On the one hand, less heterodox Fed accommodation and more Fed rate increases can be initially examined under ceteris paribus conditions. That is Latin for "holding everything else constant" (a very rare condition that typically only occurs in Economist daydreams). Indeed, then, that would curb any ongoing reflation in equity prices via more restricted financial market liquidity. As multiple earnings headwinds, capital-intensive sectors like Industrials, Materials & Energy would suffer under tighter credit conditions. As a sole earnings tailwind, Financials should observe improving profit margins in their lending businesses.
On the other hand, what if rising policy rates occur as a by-product of improving macro conditions? That is, the Fed reacts to improving GDP growth, low frictional unemployment rates, and accumulating signs of accelerating inflation? This type of "reactive interest rate increase" typically will not cause stock prices to decline. An effect of improving Economic conditions dominates the reduced liquidity. We can see further appreciation in stock markets in 2018, if market participants interpret an increase in rates as a vote of confidence by the FOMC on the macro outlook.

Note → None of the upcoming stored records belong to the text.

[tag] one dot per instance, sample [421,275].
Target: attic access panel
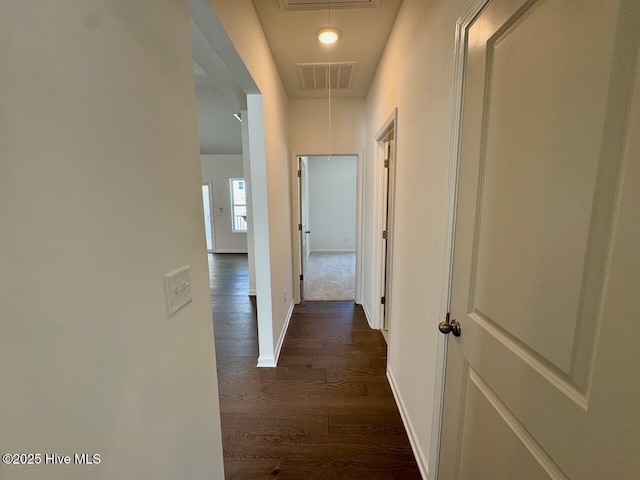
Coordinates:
[318,76]
[326,4]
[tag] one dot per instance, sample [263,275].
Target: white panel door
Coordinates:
[304,221]
[544,380]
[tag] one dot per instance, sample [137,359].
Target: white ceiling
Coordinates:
[292,38]
[219,131]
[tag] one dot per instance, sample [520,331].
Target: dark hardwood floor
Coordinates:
[326,411]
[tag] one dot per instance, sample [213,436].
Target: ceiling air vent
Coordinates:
[326,4]
[317,76]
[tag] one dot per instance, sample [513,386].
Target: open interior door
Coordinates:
[543,380]
[303,225]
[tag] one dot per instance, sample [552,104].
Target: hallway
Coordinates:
[326,411]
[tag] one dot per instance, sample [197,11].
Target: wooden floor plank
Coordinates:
[326,411]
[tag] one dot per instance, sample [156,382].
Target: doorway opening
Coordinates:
[327,233]
[387,159]
[208,218]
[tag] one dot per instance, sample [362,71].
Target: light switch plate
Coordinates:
[178,287]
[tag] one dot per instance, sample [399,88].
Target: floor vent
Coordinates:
[325,4]
[318,76]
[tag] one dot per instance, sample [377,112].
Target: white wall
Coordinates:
[416,76]
[99,198]
[217,170]
[270,174]
[309,126]
[332,202]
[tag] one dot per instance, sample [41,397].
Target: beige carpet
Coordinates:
[330,276]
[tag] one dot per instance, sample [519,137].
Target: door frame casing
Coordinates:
[209,184]
[387,131]
[460,61]
[295,216]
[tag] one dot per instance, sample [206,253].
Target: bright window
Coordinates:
[237,186]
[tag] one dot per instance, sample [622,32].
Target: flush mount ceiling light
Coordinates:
[328,35]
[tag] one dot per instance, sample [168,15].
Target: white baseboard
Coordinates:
[266,361]
[332,250]
[284,332]
[423,465]
[367,314]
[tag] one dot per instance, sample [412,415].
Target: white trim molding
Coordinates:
[421,460]
[283,334]
[462,28]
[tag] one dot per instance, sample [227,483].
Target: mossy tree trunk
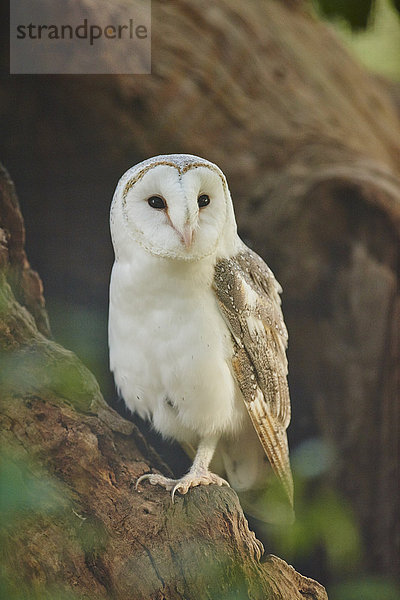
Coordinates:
[310,144]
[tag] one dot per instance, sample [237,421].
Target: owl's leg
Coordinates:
[198,474]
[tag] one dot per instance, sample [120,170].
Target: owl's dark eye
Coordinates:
[156,202]
[203,200]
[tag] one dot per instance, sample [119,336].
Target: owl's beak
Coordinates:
[187,235]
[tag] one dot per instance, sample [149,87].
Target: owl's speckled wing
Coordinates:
[248,297]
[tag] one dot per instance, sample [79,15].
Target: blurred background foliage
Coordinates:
[369,28]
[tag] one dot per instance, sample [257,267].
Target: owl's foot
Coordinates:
[191,479]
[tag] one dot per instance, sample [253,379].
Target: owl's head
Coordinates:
[174,206]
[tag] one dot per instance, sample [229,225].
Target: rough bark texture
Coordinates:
[310,145]
[107,540]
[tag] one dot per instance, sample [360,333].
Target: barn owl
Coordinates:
[196,335]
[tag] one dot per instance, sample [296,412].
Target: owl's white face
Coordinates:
[175,212]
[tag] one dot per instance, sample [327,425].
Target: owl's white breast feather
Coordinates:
[196,335]
[170,349]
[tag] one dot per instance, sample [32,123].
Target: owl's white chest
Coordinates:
[170,349]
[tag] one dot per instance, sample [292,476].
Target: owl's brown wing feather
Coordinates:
[248,297]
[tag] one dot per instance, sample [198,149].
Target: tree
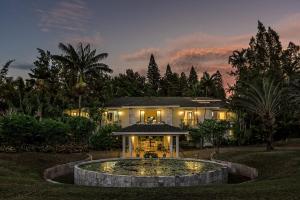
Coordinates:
[169,83]
[263,99]
[5,87]
[212,85]
[183,85]
[213,131]
[193,77]
[265,58]
[153,75]
[129,84]
[80,63]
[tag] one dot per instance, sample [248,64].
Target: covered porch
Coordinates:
[150,140]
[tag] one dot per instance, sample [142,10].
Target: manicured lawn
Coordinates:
[279,178]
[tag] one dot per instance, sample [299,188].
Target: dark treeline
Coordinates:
[78,79]
[169,84]
[266,93]
[265,96]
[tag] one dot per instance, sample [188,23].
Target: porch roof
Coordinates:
[129,102]
[151,129]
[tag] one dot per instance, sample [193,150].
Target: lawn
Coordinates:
[279,178]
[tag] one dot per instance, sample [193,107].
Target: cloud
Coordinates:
[21,66]
[207,52]
[141,55]
[95,40]
[66,15]
[289,28]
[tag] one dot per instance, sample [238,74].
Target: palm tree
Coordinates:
[264,100]
[82,62]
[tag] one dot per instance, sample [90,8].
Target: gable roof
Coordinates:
[165,101]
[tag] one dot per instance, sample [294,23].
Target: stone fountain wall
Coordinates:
[93,178]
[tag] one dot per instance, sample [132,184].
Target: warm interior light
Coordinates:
[222,116]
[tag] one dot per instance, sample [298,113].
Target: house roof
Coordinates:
[150,129]
[165,101]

Furthermore, the reaction to rate hikes could possibly be very subdued, if markets have already fully priced in the looming hikes. This is very likely. The FOMC has done an excellent job in the past couple months and years in communicating its plan to raise rates without upsetting markets (the taper tantrum in 2013 being the notable exception).
With the horns of this dilemma fully examined, what type of environment are we currently in? Rate hikes seen in 2017 did not give the stock markets any pause. The Fed lifted rates twice already this year. Yet, the S&P 500 is up more than +15% year to date. Instead it appears to us: bullish stock markets are dancing to the beat of a drummer and a floutist. The drummer is widespread global growth elevating multinational corporate earnings. The floutist is the outlook for a tax code overhaul from Capitol Hill.
Meanwhile, the Fed has recently pulled its most curious instrument out of the closet, worth $4.5 trillion: its swollen balance sheet. This hidden arsenal consists of either Treasuries or mortgage-backed securities. Beginning in October 2017, the FOMC started its balance sheet unwinding, by not reinvesting the proceeds of $6 billion of Treasury debt and $4 billion of mortgage-backed securities per month. It will gradually increase those to a maximum of $30 billion and $20 billion, respectively.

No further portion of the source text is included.